Wilson’s firehouse has a memorial march every year, with firefighters coming from across the world to join. After they have breakfast together, they get on the subway with flags that represent every firefighter and officer who died in their battalion. They then march to the World Trade Center, do a final salute, have a moment of prayer, and walk their flags back to Brooklyn.
As the president of the Vulcan Society, a fraternal organization of Black firefighters in New York City, Wilson considers it especially pressing to improve public awareness of the Black firefighters who risked their lives on that fateful day.
“I think one of the biggest things as the president of the society is not only making sure that the members are prepared, but also making sure that we’re not forgotten,” she said. “There were 12 Black firefighters that died during 9/11– but if we don’t speak their names and don’t tell their story, they will be forgotten.”

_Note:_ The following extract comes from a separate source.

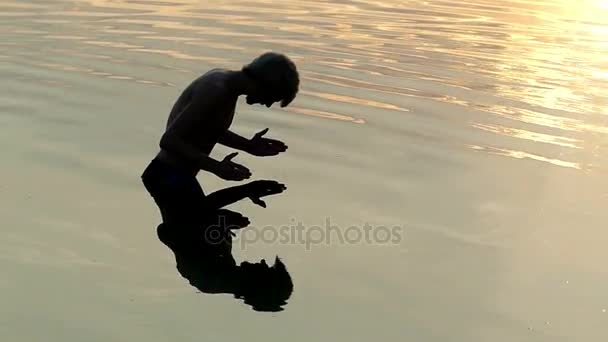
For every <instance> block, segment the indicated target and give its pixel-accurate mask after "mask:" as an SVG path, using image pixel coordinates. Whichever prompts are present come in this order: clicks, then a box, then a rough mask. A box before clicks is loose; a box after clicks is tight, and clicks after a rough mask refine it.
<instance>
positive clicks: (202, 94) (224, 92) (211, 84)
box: [190, 69, 228, 96]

Wilson said the 12 Black firefighters are remembered via a community garden in Brooklyn.
“Every year we go and pay our respects and pay homage to those Black members that passed away because the media doesn’t recognize their lives and their purpose.”
Wilson also aims to spotlight the more general experiences Black firefighters have on the job, day to day. On Sept. 11, 2001, she was the only woman in her firehouse, and was one of two Black people in a class of 300.
“Being [in] an environment where you are not even able to relate to someone who may be feeling the same things, or experiencing similar things and how to process it was a little hard,” said Wilson.
As she moves forward in life, Wilson takes the lessons she learned on Sept. 11 along with her.
“There were a few lessons I learned: survivor skills and being okay with being alive–being purposeful about the meaning of the time that I have, and not wanting to dishonor myself or dishonor John.”
Wilson relies heavily on her faith and believes her life was spared for a reason. “God spared me for whatever reason. If there was a purpose to be had, then I want to find the purpose.”
“You have to love what you do, you have to love the community in order to serve them the way that’s done with firefighters,” she added. “One of the biggest things that I took away from that is that love and respect–when you come together– [can] be the most beautiful thing in the world.”